Chris Ternel ließ sich gegen den vermummten Gegner auf nichts ein, lehnte ab und gewann am Ende klar.
Einen Tisch weiter saßen Shahab Godsi und Jerry Grandell und wie im Match des Dänen gegen den Amerikaner packte der 3:2 Zurückliegende einen 4er-Cube aus.

Diagram 14
Shahab Godsi (3) |
Jerry Grandell (2) |
17-point match
Schwarz muß noch eine 3 ziehen.
Godsi hatte eine Drei in der in Diagramm 14 dargestellten Position zu ziehen.
Der Besitz des Bar-Punktes kann noch sehr wertvoll sein, insbesondere dann, wenn Weiß den 24er-Punkt erobern kann.

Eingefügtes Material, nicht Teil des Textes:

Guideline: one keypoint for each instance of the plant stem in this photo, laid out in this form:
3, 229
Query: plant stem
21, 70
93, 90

Es gibt allerdings noch einen weiteren Grund dafür, warum Schwarz auf das Maximieren der Builder und Decker
(7/4) verzichten sollte. Schwarz hat nach 7/4 zu viele Blots herumstehen.
Man sollte immer darauf achten, nicht in Stellungen mit TMP ("too many points" = zu viele Punkte) oder TMB ("too many blots" = zu viele blanke Steine) zu geraten!
10/7 ist der beste Zug! Schwarz kann hierauf, falls er nicht getroffen wird, mit Vieren und Fünfen eine 6er-Prime bauen und besitzt nur ein Blot im Außenfeld. Durch 7/4 gibt Schwarz fast 2% der Gewinnchancen ab.
Der Iraner spielte 7/4 und es kam wie es kommen sollte:

Diagram 15
Shahab Godsi (3) |
Jerry Grandell (2) |
17-point match
Weiß ist am Wurf.
Cube action?!
Der Schwede traf und setzte mit einer 3-1 zwei Steine von der Bar ein (Bar/24 Bar/22*).
Korrekte Dopplungsentscheidung: Doppel - Take.